Rape within Our Society

In support of Planned Parenthood’s efforts to communicate the problematic reality of rape, I was asked to create a conversation about rape to advance the public dialogue. As a father with two daughters, as a son whom dearly loves his mother, as a man who has passionately loved women in my lifetime, and as a human being who believes everyone’s humanity and physicality should be respected, I jumped at the opportunity. So, I decided to begin this blog with a familiar point of departure for me. In the diversity class that I co-teach at SUNY-Plattsburgh--within our gender theme--we read an article from our unbelievable text (Readings for Diversity & Social Justice) called The Rape of Mr. Smith. In this very short but powerful (anonymous) essay a parallel is drawn between the interrogation of a female rape victim and a male robbery victim. The essay demonstrates how the law is intolerant of female rape victims in a way that isn’t on par with its tolerance for robbery victims. I will provide you an excerpt:

“Mr. Smith, you were held up at gunpoint on the corner of 16th & Locust.”
“Yes.
“Did you struggle with the robber?”
“No.”
“Why not?”
“He was armed.”
“Then you made a conscious decision to comply with his demands rather than to resist?”
“Yes.”
“Did you scream? Cry out?”
“No. I was afraid.”
“I see….
“What time did this holdup take place, Mr. Smith?”
“About 11 p.m.”
“You were out on the streets at 11 p.m.? Doing what?
“Just walking.”
“Just walking? You know that it’s dangerous being out on the street that late at night. Weren’t you aware that you could have been held up?”
“I hadn’t thought about it.”
“What were you wearing at the time, Mr. Smith?”
“Let’s see. A suit. Yes, a suit.”
“An expensive suit?”
“Well—yes.”
“In other words, Mr. Smith, you were walking around the streets late at night in a suit that practically advertised the fact that you might be a good target for some easy money, isn’t that so? I mean, if we didn’t know better, Mr. Smith, we might even think you were asking for this to happen, mightn’t we?”
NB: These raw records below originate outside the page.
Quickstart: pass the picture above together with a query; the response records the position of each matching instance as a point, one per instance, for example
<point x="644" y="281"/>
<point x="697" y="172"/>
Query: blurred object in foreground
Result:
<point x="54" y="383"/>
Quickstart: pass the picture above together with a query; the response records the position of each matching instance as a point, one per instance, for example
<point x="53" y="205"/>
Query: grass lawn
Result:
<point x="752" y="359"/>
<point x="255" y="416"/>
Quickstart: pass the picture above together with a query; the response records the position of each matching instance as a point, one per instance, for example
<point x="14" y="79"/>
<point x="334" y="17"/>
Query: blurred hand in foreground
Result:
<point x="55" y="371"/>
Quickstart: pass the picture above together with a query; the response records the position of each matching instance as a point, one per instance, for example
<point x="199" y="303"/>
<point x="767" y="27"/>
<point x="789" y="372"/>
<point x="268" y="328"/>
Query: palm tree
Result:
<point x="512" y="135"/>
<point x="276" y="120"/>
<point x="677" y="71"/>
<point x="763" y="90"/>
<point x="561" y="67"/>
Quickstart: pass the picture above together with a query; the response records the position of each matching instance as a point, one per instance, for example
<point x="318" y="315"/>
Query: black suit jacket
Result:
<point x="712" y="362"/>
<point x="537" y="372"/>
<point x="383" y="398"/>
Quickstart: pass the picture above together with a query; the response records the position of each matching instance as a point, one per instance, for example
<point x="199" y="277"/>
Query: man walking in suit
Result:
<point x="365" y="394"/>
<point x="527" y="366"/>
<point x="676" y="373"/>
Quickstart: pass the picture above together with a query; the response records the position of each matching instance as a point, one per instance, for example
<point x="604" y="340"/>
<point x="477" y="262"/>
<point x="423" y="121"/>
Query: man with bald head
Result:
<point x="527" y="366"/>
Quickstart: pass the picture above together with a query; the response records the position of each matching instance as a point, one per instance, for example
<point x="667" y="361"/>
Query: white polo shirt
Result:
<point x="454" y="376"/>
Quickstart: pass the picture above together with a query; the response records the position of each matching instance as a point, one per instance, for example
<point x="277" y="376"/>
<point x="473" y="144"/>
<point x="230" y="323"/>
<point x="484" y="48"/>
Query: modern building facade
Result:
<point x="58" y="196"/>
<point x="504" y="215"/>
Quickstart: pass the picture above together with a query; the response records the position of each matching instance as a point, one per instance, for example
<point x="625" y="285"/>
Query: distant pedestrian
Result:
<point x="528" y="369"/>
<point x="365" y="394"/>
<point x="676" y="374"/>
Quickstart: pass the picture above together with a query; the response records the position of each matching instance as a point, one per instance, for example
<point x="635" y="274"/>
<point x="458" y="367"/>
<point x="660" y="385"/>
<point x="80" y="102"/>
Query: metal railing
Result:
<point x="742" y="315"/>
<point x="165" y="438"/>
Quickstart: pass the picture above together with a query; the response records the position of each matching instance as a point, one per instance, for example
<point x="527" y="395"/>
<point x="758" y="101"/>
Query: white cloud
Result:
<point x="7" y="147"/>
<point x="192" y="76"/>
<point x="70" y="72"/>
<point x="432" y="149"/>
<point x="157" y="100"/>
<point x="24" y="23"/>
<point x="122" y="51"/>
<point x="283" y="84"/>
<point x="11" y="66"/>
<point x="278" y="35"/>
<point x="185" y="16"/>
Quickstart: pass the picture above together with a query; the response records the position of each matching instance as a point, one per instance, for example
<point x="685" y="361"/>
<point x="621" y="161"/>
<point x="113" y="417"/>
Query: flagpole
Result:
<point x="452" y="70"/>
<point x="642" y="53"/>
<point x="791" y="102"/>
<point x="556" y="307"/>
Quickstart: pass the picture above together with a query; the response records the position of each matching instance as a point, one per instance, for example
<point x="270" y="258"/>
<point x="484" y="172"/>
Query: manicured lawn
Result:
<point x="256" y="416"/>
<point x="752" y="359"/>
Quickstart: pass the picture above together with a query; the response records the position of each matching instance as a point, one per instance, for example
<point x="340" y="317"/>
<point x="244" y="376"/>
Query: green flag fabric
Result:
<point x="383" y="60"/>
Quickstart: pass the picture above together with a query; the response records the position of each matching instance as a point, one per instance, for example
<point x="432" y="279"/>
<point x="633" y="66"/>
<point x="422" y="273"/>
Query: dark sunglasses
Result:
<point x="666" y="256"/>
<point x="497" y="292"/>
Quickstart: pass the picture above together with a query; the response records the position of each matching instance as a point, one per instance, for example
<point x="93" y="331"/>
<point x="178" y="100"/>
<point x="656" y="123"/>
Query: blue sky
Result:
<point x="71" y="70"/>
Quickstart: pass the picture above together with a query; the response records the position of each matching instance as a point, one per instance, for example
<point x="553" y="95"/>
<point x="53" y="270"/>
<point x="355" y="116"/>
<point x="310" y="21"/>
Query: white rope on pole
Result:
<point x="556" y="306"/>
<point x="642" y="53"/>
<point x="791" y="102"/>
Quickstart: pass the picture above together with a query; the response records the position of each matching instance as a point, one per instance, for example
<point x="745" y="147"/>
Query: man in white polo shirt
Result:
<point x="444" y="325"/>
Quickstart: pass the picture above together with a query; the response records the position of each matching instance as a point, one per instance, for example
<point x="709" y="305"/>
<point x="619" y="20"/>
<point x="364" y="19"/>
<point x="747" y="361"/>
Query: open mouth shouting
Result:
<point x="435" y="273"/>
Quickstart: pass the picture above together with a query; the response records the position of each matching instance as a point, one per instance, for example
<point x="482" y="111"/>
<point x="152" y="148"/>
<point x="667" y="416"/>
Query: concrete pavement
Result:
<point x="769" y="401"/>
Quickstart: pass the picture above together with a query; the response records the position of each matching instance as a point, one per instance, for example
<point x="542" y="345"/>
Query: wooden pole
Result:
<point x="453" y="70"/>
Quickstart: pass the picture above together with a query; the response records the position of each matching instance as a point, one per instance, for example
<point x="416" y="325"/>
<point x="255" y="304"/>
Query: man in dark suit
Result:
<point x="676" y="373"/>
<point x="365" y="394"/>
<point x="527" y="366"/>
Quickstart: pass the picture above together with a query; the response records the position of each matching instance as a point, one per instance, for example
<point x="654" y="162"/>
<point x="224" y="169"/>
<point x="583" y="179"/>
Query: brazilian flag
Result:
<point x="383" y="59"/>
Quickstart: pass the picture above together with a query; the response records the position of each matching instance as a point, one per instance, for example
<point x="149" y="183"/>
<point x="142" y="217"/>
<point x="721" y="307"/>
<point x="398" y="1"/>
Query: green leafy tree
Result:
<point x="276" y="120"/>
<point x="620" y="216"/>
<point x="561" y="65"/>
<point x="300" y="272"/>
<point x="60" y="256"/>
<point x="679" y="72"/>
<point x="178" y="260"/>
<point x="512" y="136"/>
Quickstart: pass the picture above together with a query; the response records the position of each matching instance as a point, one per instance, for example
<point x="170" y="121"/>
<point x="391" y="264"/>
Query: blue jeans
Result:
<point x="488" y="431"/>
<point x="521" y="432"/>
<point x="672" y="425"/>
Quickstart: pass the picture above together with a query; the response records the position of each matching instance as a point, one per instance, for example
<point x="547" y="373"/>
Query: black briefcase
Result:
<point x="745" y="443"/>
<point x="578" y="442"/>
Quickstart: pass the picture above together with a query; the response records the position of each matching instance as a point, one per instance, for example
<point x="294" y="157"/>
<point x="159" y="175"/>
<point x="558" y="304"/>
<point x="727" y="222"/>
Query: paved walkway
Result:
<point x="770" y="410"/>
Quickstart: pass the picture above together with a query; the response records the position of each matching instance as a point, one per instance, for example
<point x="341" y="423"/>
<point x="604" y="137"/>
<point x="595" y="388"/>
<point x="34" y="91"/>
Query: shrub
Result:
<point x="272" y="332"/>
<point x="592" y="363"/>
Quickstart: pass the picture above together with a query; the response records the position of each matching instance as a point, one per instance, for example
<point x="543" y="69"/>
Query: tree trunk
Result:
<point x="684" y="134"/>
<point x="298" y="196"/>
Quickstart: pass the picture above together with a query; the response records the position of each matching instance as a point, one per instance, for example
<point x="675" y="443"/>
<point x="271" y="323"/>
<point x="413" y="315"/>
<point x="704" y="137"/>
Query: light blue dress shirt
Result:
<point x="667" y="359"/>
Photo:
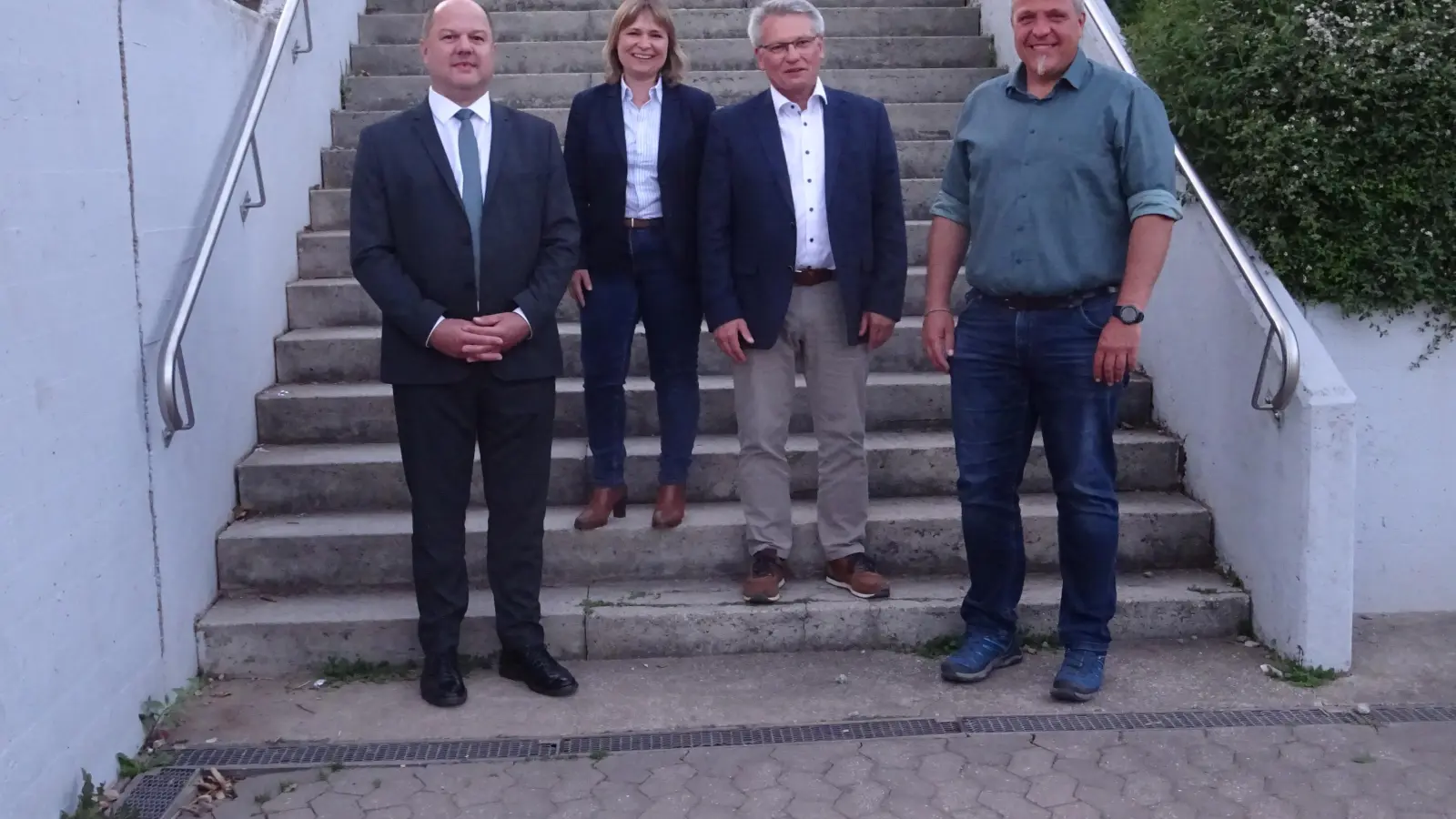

I’m sure by now, you get the point. Aside from the fact that men can be raped as well, the reality of the situation is that it happens to men mostly in situations when they are incarcerated. Our women however, the women that we love, are under siege. What are we doing about it? What are you doing about it? What do you think should be done?

The psychological scars that women carry who have been raped are much more than I can begin to fathom. The impact upon a woman who avoided a rape is even difficult to imagine. I have never had a woman in my life (that I know of) who was raped or almost raped, but the thought of it terrifies me. As I said earlier, I have two daughters and one of the biggest fears I have is that one day some man will target one of them. Just as much I harbor the fear that one of my daughters will be with a man who doesn’t hear no, or doesn’t understand what no actually means.

I recently had to admonish my son for not stopping when his sisters tell him to stop crowding them, or affectionately swatting them on the rear. I reinforced that teaching moment by telling him that historically men have had problems hearing "no" when they date women. I made sure he knew that the word no is especially not something for him as a young black man to ignore because historically towns have been decimated over false accusations against Black men. I told him that in many places in this country, or in many people’s mind the Angela Davis articulated “Myth of the Black Rapist” is still alive and well. I hadn’t expected to have this conversation with my then 12 year old son until much later, but it came up in the flow of conversation and he is into girls enough that I figured, what the hell, might as well.

Coincidentally, just two days ago my 10 year old daughter and I were channel surfing while grabbing a bite to eat in the kitchen and caught the very moment that Ike Turner rapes Tina Turner, his wife, in the movie “What’s Love Got to Do With It?” Since it was on cable they didn’t take it far, but ironically it went far enough for my daughter to ask me if Ike raped Tina. I wasn’t pleased to know that somehow my daughter understood, on some level, what rape was. But I told her that he did and that once upon a time a man couldn’t be convicted of raping his wife because she didn’t have the right to say no to him. I told my daughter that while our society has changed quite a bit, it hasn’t changed enough for her to not be ever vigilant about protecting herself against someone forcing himself upon her.

While no one can fully protect themselves against a rape, women can lessen the possibility of date rapes occurring by “really” talking with the young men who would like to spend time with them. I told her that it never hurts to make sure that the person you are involved with and you speak the same language when it comes to your interpretation of what “no” means.

I have always thought that when anyone is a victim of a hate crime, we are all victims of that hate crime. I have always felt that when anyone is physically abused, we are all physically abused. And yes, I have always believed that when anyone is sexually violated, we are all sexually violated. Why, because yesterday the victim lived around the corner, today across the street, and tomorrow perhaps in your home. How do we get this point across to our youth so that we can change the game? What are your thoughts? What is your story?